2 isn't many Ladies – we'll do many in a minute – but it is a good idea to take a look at a small example before generating a lot of random data.
What kind of R object does the command do(2) * rflip(10) return?

Repeating our experiment…

Now let's simulate 5000 guessing ladies

Ladies <- do(5000) * rflip(10)
head(Ladies, 5)

##    n heads tails prop
## 1 10     4     6  0.4
## 2 10     7     3  0.7
## 3 10     6     4  0.6
## 4 10     5     5  0.5
## 5 10     6     4  0.6

The results of our experiment…

histogram( ~ heads, data=Ladies, width=1 )

Some questions…

In the context of the Lady Tasting Tea, you just ran a simulation about a hypothetical universe in which many Ladies were tasting tea and guessing about the order in which milk was added.

Some questions (con't)

Q. What type of probability distribution can we use to describe this setting?

Some questions (con't)

Q. What assumptions are we making about the Ladies and their ability to detect the order of milk and tea?

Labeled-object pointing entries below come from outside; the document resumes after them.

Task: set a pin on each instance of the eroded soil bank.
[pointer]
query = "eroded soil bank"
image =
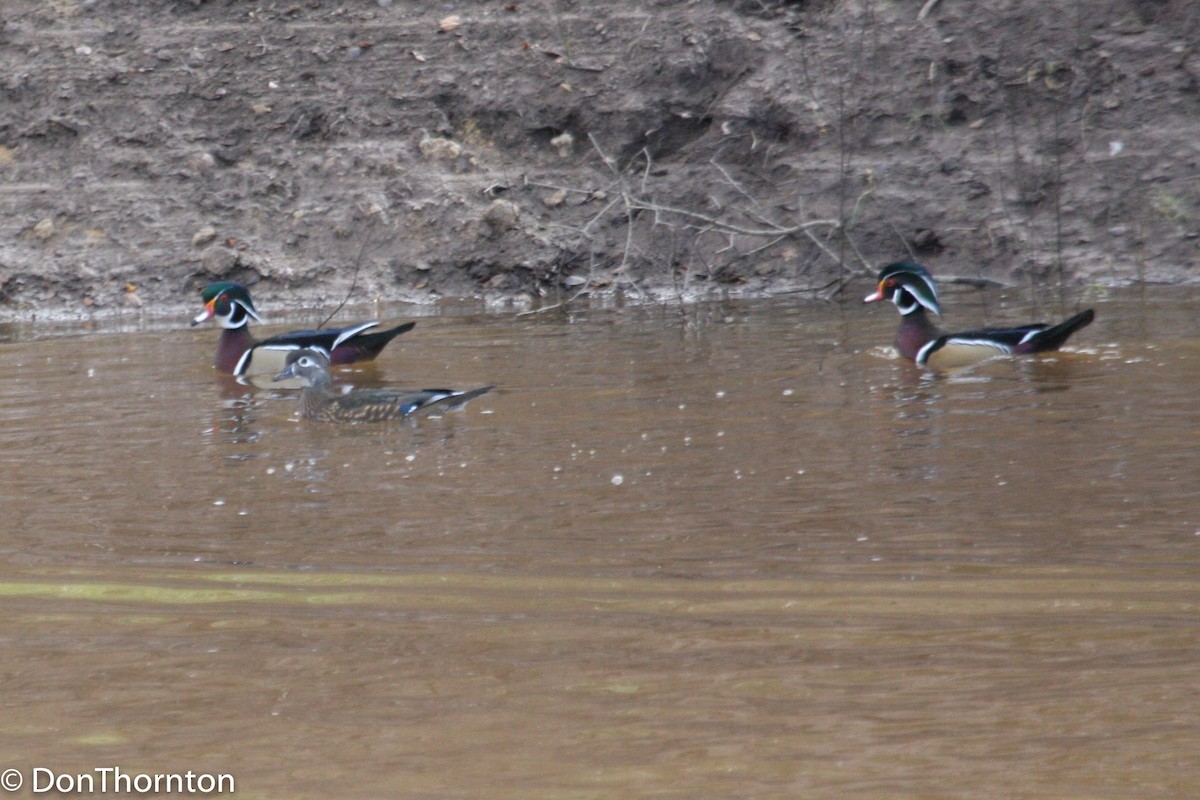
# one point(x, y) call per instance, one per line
point(539, 149)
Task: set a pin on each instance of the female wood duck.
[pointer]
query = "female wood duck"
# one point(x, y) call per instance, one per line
point(238, 353)
point(319, 402)
point(911, 288)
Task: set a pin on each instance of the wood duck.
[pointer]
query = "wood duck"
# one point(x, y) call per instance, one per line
point(319, 402)
point(240, 354)
point(911, 288)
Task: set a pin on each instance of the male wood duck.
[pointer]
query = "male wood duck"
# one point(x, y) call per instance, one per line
point(240, 354)
point(319, 402)
point(911, 288)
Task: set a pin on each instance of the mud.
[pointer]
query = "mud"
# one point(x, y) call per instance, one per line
point(535, 151)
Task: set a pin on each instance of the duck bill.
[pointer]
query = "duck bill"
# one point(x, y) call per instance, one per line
point(207, 314)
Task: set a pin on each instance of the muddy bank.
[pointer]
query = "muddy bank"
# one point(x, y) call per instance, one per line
point(537, 150)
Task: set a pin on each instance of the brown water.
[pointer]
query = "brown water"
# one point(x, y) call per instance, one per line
point(727, 551)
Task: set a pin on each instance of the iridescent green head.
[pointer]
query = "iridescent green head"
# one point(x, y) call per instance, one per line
point(909, 286)
point(228, 304)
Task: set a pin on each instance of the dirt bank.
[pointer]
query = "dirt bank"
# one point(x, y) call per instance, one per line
point(538, 149)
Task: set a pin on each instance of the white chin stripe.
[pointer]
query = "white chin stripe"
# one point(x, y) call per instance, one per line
point(351, 332)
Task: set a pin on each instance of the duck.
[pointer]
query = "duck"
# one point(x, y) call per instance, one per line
point(241, 355)
point(311, 367)
point(913, 292)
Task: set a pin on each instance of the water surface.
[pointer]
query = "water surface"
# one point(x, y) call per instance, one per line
point(726, 549)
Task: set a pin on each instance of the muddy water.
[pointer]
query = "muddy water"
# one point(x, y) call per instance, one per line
point(724, 551)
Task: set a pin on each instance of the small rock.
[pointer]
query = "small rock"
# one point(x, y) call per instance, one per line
point(502, 215)
point(204, 235)
point(45, 229)
point(563, 143)
point(439, 148)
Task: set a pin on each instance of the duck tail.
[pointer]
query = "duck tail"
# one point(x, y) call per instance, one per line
point(1051, 338)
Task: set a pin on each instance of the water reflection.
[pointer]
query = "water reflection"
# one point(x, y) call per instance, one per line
point(717, 551)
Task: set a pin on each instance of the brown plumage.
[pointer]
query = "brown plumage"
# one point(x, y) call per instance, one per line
point(322, 403)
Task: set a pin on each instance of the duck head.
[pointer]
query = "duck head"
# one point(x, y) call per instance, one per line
point(228, 304)
point(310, 366)
point(909, 286)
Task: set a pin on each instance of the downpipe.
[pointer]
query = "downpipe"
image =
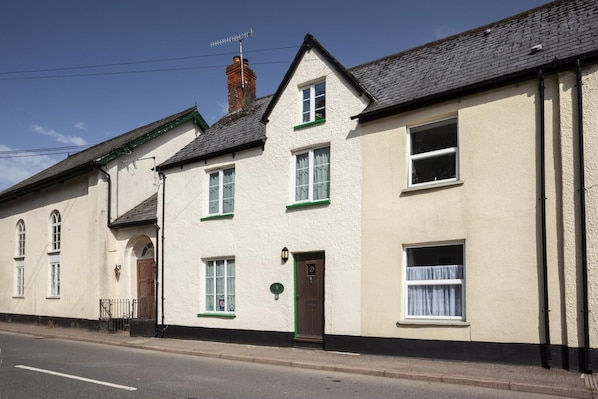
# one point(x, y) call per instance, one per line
point(582, 218)
point(545, 304)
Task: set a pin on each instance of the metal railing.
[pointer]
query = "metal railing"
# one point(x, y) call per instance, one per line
point(116, 314)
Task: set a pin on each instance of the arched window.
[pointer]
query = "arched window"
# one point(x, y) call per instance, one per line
point(20, 239)
point(55, 227)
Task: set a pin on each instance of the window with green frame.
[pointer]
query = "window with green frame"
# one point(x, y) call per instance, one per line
point(220, 285)
point(314, 103)
point(221, 192)
point(312, 175)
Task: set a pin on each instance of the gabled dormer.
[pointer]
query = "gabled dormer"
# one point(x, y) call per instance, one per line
point(313, 91)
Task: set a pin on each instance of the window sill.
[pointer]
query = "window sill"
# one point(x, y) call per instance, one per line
point(222, 216)
point(218, 315)
point(433, 323)
point(308, 204)
point(308, 124)
point(431, 186)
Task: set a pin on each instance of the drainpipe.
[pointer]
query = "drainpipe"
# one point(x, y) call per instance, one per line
point(582, 211)
point(162, 237)
point(157, 283)
point(109, 194)
point(546, 309)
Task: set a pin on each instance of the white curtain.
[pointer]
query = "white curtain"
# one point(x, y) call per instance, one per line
point(435, 299)
point(228, 191)
point(214, 192)
point(321, 173)
point(302, 177)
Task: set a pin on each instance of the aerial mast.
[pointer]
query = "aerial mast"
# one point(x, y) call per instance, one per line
point(236, 38)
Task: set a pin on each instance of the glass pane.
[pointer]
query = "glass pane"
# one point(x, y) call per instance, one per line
point(435, 300)
point(302, 177)
point(320, 88)
point(435, 136)
point(210, 303)
point(228, 191)
point(230, 268)
point(441, 167)
point(439, 272)
point(321, 174)
point(320, 102)
point(306, 94)
point(230, 299)
point(306, 106)
point(436, 255)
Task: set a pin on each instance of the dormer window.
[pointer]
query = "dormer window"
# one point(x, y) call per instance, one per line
point(314, 103)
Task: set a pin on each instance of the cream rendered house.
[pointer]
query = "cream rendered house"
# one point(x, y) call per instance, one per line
point(277, 174)
point(84, 230)
point(446, 192)
point(473, 221)
point(439, 202)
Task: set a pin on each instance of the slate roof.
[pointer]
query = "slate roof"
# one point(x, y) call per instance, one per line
point(144, 213)
point(236, 131)
point(85, 161)
point(482, 58)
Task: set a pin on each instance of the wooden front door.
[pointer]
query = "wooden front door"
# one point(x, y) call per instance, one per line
point(309, 275)
point(146, 297)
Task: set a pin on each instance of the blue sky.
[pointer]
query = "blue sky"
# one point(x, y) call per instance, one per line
point(79, 72)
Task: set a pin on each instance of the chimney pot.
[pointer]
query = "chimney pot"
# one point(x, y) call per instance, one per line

In other words, what are the parameters of the distribution that we are using?

Some questions (con't)

Q. What proportion of your Ladies Tasting Tea guessed 9 or 10? (Note that this is the same as asking that, assuming we are flipping a fair coin, how often do we see 9 or 10 heads?)

Some questions (con't)

Q. Rumor has it that the original Lady (described by Fisher) correctly guessed all 10 cups of tea. What can our simulation tell us about how well the original Lady's skill could be described by the parameters we chose above?

Q. Or, asked another way, what is our best guess about what the probability is that the original Lady can guess the order of milk/tea in a cup of tea right? How much uncertainty do you have in your estimate about our best guess?

Some questions (con't)

Q. Thinking about this from the perspective of wanting to test hypotheses, what is a reasonable null hypothesis that we would like to test about the Lady Tasting Tea? What combination of n (number of cups) and X (number of cups she got right) would convince you that she is "better" than the average lady and guessing the order of milk/tea?

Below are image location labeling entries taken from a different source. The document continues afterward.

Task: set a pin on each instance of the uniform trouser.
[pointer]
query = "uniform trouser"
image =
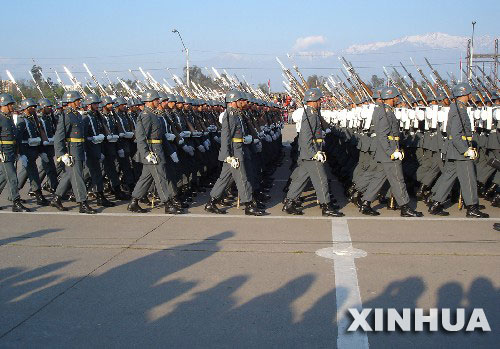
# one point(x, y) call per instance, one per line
point(8, 177)
point(314, 170)
point(73, 177)
point(126, 169)
point(109, 165)
point(485, 171)
point(433, 170)
point(152, 174)
point(95, 171)
point(239, 175)
point(30, 172)
point(49, 169)
point(464, 170)
point(393, 172)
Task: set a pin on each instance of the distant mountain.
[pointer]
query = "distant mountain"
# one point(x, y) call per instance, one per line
point(429, 40)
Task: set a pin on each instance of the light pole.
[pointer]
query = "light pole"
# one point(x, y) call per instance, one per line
point(471, 50)
point(187, 56)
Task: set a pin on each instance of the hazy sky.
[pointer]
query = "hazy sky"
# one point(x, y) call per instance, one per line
point(241, 36)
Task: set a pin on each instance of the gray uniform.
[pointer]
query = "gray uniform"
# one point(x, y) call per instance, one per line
point(8, 147)
point(69, 139)
point(387, 141)
point(233, 131)
point(149, 134)
point(456, 164)
point(310, 141)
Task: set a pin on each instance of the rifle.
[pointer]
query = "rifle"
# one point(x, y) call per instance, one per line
point(102, 91)
point(36, 84)
point(414, 82)
point(425, 79)
point(15, 83)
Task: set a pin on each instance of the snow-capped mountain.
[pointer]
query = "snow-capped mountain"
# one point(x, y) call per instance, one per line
point(431, 40)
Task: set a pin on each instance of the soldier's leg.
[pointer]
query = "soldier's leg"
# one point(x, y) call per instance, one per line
point(394, 174)
point(8, 177)
point(319, 179)
point(468, 183)
point(445, 182)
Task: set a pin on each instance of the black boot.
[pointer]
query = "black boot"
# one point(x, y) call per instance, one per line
point(473, 212)
point(18, 206)
point(133, 206)
point(40, 199)
point(211, 207)
point(290, 207)
point(367, 210)
point(437, 209)
point(490, 192)
point(328, 210)
point(57, 203)
point(407, 211)
point(102, 201)
point(171, 209)
point(252, 210)
point(119, 194)
point(85, 208)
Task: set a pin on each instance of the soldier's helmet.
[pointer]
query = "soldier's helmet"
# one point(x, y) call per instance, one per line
point(149, 96)
point(461, 89)
point(28, 102)
point(71, 96)
point(106, 100)
point(233, 96)
point(120, 101)
point(389, 92)
point(91, 98)
point(6, 99)
point(45, 102)
point(313, 94)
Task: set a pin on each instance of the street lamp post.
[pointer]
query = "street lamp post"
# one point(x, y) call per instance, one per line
point(187, 56)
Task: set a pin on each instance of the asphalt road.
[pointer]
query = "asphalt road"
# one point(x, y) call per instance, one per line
point(199, 280)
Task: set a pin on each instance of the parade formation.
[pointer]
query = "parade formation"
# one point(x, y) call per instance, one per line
point(153, 144)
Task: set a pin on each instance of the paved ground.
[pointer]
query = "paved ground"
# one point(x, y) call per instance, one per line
point(198, 280)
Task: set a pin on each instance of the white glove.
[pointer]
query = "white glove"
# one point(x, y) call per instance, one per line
point(320, 156)
point(471, 153)
point(44, 157)
point(174, 157)
point(33, 142)
point(67, 159)
point(24, 160)
point(397, 155)
point(151, 157)
point(188, 149)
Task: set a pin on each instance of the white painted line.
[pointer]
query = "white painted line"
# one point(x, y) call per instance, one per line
point(208, 215)
point(346, 287)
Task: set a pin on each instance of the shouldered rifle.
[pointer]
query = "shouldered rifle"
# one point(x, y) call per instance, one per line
point(415, 83)
point(101, 89)
point(429, 85)
point(11, 77)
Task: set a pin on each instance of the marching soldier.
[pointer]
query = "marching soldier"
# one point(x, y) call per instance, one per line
point(460, 156)
point(234, 153)
point(149, 134)
point(9, 141)
point(311, 159)
point(388, 157)
point(69, 144)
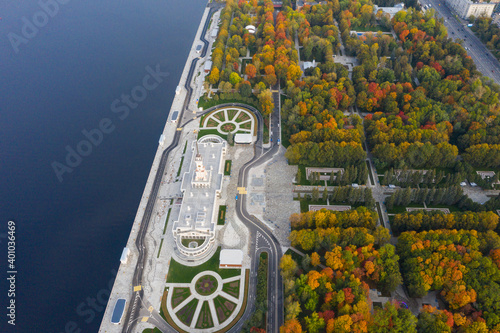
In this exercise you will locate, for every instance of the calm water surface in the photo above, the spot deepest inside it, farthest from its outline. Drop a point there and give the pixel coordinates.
(63, 80)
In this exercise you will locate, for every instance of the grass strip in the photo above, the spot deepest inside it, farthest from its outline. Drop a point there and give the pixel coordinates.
(227, 168)
(221, 219)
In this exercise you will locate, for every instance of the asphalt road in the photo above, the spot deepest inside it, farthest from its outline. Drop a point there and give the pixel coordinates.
(264, 242)
(485, 62)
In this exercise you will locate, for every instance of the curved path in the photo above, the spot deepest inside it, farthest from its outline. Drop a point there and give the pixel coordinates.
(137, 302)
(262, 237)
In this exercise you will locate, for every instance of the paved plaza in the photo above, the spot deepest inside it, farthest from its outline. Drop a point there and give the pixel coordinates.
(270, 195)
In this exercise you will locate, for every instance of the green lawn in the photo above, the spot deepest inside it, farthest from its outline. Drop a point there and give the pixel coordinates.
(205, 318)
(232, 288)
(223, 308)
(227, 168)
(187, 312)
(231, 113)
(221, 218)
(180, 273)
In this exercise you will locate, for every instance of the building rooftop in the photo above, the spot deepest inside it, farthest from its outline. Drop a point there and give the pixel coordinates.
(230, 257)
(199, 186)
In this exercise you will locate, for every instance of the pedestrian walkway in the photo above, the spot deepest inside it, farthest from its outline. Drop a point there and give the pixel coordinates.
(230, 119)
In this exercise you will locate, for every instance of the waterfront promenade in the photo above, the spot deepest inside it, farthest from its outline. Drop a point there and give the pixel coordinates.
(154, 274)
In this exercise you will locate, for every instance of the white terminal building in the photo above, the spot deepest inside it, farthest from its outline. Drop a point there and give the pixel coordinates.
(201, 188)
(466, 8)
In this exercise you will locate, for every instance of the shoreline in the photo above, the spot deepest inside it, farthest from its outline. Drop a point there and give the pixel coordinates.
(122, 287)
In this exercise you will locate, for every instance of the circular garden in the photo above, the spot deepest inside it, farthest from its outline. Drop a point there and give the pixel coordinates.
(206, 285)
(228, 127)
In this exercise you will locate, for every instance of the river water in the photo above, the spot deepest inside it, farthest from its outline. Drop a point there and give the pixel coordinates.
(63, 74)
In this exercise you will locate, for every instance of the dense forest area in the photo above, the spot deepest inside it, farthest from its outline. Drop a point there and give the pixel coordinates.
(488, 32)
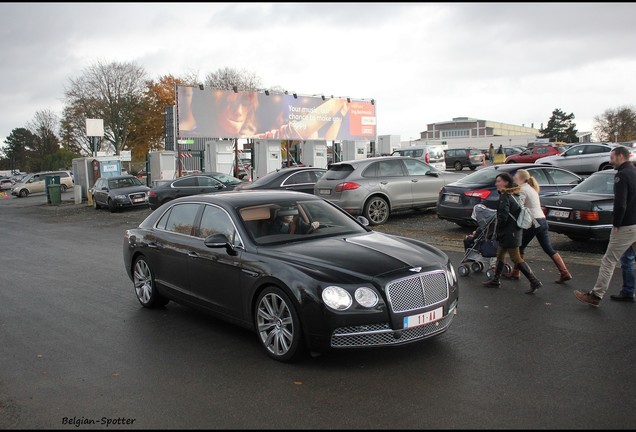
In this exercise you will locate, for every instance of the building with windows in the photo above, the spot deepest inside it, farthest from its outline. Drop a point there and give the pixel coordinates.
(472, 132)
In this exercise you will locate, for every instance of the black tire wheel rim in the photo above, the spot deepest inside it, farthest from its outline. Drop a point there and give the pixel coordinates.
(275, 324)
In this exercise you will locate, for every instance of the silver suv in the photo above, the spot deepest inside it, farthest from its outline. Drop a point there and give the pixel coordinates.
(583, 158)
(377, 186)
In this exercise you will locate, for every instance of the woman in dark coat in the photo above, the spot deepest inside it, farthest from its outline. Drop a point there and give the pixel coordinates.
(509, 235)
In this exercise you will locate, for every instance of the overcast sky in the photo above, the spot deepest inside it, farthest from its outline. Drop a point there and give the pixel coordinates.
(422, 63)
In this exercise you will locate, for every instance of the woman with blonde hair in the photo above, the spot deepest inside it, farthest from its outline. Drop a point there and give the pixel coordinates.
(530, 197)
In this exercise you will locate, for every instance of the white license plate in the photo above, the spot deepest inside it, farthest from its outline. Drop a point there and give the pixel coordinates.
(424, 318)
(559, 213)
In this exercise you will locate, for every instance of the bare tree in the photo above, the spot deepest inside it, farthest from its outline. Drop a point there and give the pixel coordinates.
(109, 91)
(226, 78)
(621, 120)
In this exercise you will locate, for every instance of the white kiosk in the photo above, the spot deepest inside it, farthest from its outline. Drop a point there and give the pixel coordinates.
(267, 157)
(219, 156)
(313, 153)
(354, 150)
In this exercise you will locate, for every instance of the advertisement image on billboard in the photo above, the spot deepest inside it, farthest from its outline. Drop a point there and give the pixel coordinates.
(229, 114)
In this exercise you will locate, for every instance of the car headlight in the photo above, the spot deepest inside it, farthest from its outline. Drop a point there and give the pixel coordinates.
(366, 297)
(336, 298)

This app might help you answer this question.

A general approach

We can use randomization to assess our confidence in some knowledge gleaned from data. The Lady Tasting Tea illustrates a 3-step process that can be reused in many situations:

Calculate your metric for your data
Calculate your metric for one set of "random" data
Calculate your metric for many sets of "random" data
Compare the results from 1 and 3. Does randomness accurately describe the relationship calculated with your original data?